There is a total of 6 different functions to choose from. The first 5 each have a number in parenthesis, whilst the last one (“Membrane Layer”) is unnumbered

These functions are hard-wired into Revit’s compound structure assemblies- ie walls, roof and floors. You cannot create new Functions, rename the existing ones or delete any. You are stuck with the ones here!

The most important thing to know is that the numbers represent the “priority” of the layers that you assign the functions to. “Priority” is used when joining walls together- to ensure the various layers “clean-up” correctly.

There are some basic rules of Priority, that all compound structures follow, when joining together.

1) The higher priority layers always take precedent. For example, a Priority 1 layer will barge it’s way through lower priority layers in order to join up to another Priority 1 layer.

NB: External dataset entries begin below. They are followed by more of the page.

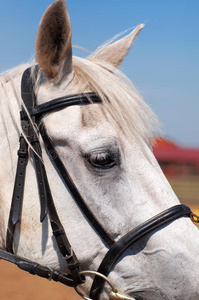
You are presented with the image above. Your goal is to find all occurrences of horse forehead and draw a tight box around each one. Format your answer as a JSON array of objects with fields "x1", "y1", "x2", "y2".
[{"x1": 45, "y1": 104, "x2": 116, "y2": 135}]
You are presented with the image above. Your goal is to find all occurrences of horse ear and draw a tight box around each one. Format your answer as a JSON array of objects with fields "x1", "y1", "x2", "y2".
[
  {"x1": 90, "y1": 24, "x2": 144, "y2": 67},
  {"x1": 36, "y1": 0, "x2": 72, "y2": 80}
]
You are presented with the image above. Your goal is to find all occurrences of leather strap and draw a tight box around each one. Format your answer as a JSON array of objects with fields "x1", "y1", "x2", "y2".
[
  {"x1": 21, "y1": 93, "x2": 102, "y2": 118},
  {"x1": 39, "y1": 123, "x2": 115, "y2": 247},
  {"x1": 90, "y1": 205, "x2": 192, "y2": 300},
  {"x1": 6, "y1": 130, "x2": 28, "y2": 253},
  {"x1": 0, "y1": 249, "x2": 75, "y2": 287}
]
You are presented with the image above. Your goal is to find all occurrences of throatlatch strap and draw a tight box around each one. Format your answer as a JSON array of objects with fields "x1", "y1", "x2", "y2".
[
  {"x1": 6, "y1": 131, "x2": 28, "y2": 253},
  {"x1": 20, "y1": 68, "x2": 84, "y2": 285},
  {"x1": 90, "y1": 204, "x2": 192, "y2": 300},
  {"x1": 39, "y1": 123, "x2": 115, "y2": 247}
]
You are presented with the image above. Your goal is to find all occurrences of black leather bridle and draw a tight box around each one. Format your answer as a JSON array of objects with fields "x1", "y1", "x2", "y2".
[{"x1": 0, "y1": 67, "x2": 199, "y2": 300}]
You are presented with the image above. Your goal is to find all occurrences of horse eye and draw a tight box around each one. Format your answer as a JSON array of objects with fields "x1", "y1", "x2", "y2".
[{"x1": 87, "y1": 152, "x2": 116, "y2": 169}]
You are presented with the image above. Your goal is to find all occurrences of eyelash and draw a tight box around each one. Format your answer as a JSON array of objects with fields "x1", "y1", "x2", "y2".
[{"x1": 87, "y1": 152, "x2": 116, "y2": 169}]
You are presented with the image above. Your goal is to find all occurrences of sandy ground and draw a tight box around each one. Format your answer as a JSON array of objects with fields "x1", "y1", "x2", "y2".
[{"x1": 0, "y1": 260, "x2": 82, "y2": 300}]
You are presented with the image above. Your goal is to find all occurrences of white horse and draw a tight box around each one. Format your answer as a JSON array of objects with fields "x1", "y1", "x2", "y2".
[{"x1": 0, "y1": 0, "x2": 199, "y2": 300}]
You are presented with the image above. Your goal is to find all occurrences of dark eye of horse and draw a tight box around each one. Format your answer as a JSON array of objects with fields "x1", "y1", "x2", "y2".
[{"x1": 87, "y1": 152, "x2": 116, "y2": 169}]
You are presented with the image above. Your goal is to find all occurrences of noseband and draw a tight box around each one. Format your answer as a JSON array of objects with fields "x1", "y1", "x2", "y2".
[{"x1": 0, "y1": 67, "x2": 199, "y2": 300}]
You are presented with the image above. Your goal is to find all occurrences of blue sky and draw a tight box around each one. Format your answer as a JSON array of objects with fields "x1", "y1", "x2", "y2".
[{"x1": 0, "y1": 0, "x2": 199, "y2": 147}]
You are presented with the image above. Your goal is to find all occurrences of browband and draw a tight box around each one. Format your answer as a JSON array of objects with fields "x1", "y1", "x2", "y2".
[{"x1": 0, "y1": 67, "x2": 199, "y2": 300}]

2) Lower priority layers cannot cut through higher priority layers, during the “clean up process”- they are just stopped by them.

3) The exception to both of the above are layers that fall within the Core boundaries. A priority 2 layer “within the core boundaries” will override a priority 1 later” that is situated “outside of the core boundary”.

Let’s take a look at this is practice. Let’s put a small section of wall into our model…

Now let’s add a second piece (of the same wall Type) and get it to join the first, forming a “T-junction”….

You will note that the “Structure” function / layers have joined together. “Structure” is a Priority 1 function- so they just pushed through everything else in their way and got together!

The plasterboard layers (“Finish 2” / Priority 5) both met up and joined because there was nothing at all in their way.

But all three of the other layers coming in from the right are stopped in their tracks by the big grey layer (Priority 1). They are not allowed to get past this and hence cannot join up with their corresponding layers on the left.

Obviously in this example, we have joined two section of wall that are of the same Type. But the Priority rules still apply when you are joining 2 different compound structure types.

So the whole moral of this story is that when you are creating your own compound structure assemblies (be it walls, floors or roofs) think carefully about they will interact with other assemblies when they meet.